Historicamente, os placebos foram usados como “controles” em estudos para testar novos medicamentos ou tratamentos quando não havia um tratamento padrão disponível. O objetivo é determinar a eficácia de uma nova terapia comparando-a a um placebo, com todos os participantes sem saber qual estavam recebendo. O efeito placebo entrava em ação se ambos os grupos melhorassem, o que poderia confundir os resultados.

Imagens cerebrais sugerem que o efeito placebo funciona ao estimular certas regiões do cérebro a secretar endorfinas — neurotransmissores que podem aliviar a dor, o estresse e melhorar o humor, diz Colloca. “Liberamos endorfinas quando esperamos nos sentir melhor, e essa mentalidade contribui para a percepção de redução da dor e outros sintomas, como ansiedade e fadiga”, diz ela. “A melhora dos sintomas está relacionada à ativação nas regiões do cérebro ligadas à cognição, incluindo expectativas.”

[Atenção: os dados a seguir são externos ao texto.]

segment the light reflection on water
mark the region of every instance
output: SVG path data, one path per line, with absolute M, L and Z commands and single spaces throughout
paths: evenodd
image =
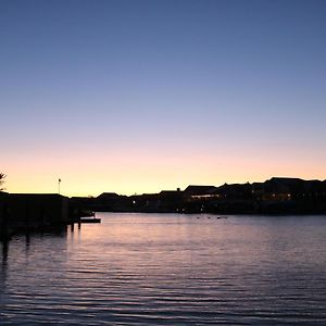
M 0 325 L 326 324 L 325 216 L 98 216 L 0 244 Z

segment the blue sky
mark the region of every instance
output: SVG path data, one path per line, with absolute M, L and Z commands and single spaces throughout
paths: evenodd
M 1 0 L 8 190 L 325 178 L 325 16 L 308 0 Z

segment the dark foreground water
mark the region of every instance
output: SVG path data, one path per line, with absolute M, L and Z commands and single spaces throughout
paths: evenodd
M 0 325 L 326 325 L 326 216 L 98 216 L 0 244 Z

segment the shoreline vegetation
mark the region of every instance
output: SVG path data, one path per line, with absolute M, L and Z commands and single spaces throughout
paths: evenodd
M 273 177 L 264 183 L 188 186 L 185 190 L 67 198 L 0 191 L 0 239 L 17 231 L 82 223 L 93 212 L 180 214 L 326 214 L 326 180 Z

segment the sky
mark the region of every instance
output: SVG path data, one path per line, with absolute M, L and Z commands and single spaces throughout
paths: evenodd
M 326 179 L 326 1 L 0 0 L 9 192 Z

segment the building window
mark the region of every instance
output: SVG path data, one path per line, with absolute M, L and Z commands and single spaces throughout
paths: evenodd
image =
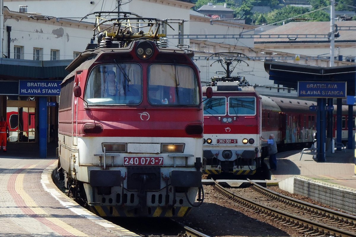
M 220 46 L 220 52 L 221 53 L 222 52 L 230 52 L 230 47 L 226 47 L 226 46 Z
M 33 60 L 36 61 L 43 60 L 43 49 L 40 48 L 33 48 Z
M 74 59 L 77 57 L 79 56 L 79 54 L 80 54 L 80 52 L 77 52 L 75 51 L 73 52 L 73 59 Z
M 184 44 L 184 23 L 178 24 L 178 44 L 182 45 Z
M 192 50 L 199 51 L 200 49 L 200 43 L 190 42 L 190 48 Z
M 214 46 L 212 44 L 205 44 L 203 47 L 204 48 L 204 52 L 205 53 L 214 52 Z
M 23 59 L 23 46 L 14 46 L 14 58 L 15 59 Z
M 59 60 L 59 51 L 57 49 L 51 50 L 51 60 Z

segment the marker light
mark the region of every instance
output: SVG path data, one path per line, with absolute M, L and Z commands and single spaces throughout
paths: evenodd
M 222 118 L 222 122 L 231 123 L 232 122 L 232 119 L 231 118 Z
M 105 152 L 108 153 L 126 152 L 126 143 L 102 143 L 103 151 L 104 152 L 104 147 Z
M 153 54 L 153 47 L 147 41 L 139 43 L 136 48 L 136 54 L 142 59 L 150 58 Z
M 162 153 L 169 152 L 183 153 L 184 151 L 184 143 L 162 144 L 161 145 L 161 152 Z

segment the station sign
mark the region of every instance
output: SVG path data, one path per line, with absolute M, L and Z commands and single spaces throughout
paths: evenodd
M 61 80 L 20 80 L 19 95 L 37 96 L 59 95 Z
M 310 105 L 309 106 L 309 110 L 310 111 L 318 111 L 318 106 L 317 105 Z
M 346 98 L 346 81 L 298 81 L 298 96 Z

No entanto, os mecanismos de ação podem variar entre os indivíduos, “o que explica por que alguns pacientes se beneficiam e outros não”, acrescenta ela.

Para pacientes como Craveiro, no entanto, pouco importa como funciona — apenas que funciona. Com a dor dela agora eliminada, ela não precisa mais tomar ibuprofeno — ou um placebo. “Realmente funcionou”, diz ela. “Toda a experiência mudou minha vida.”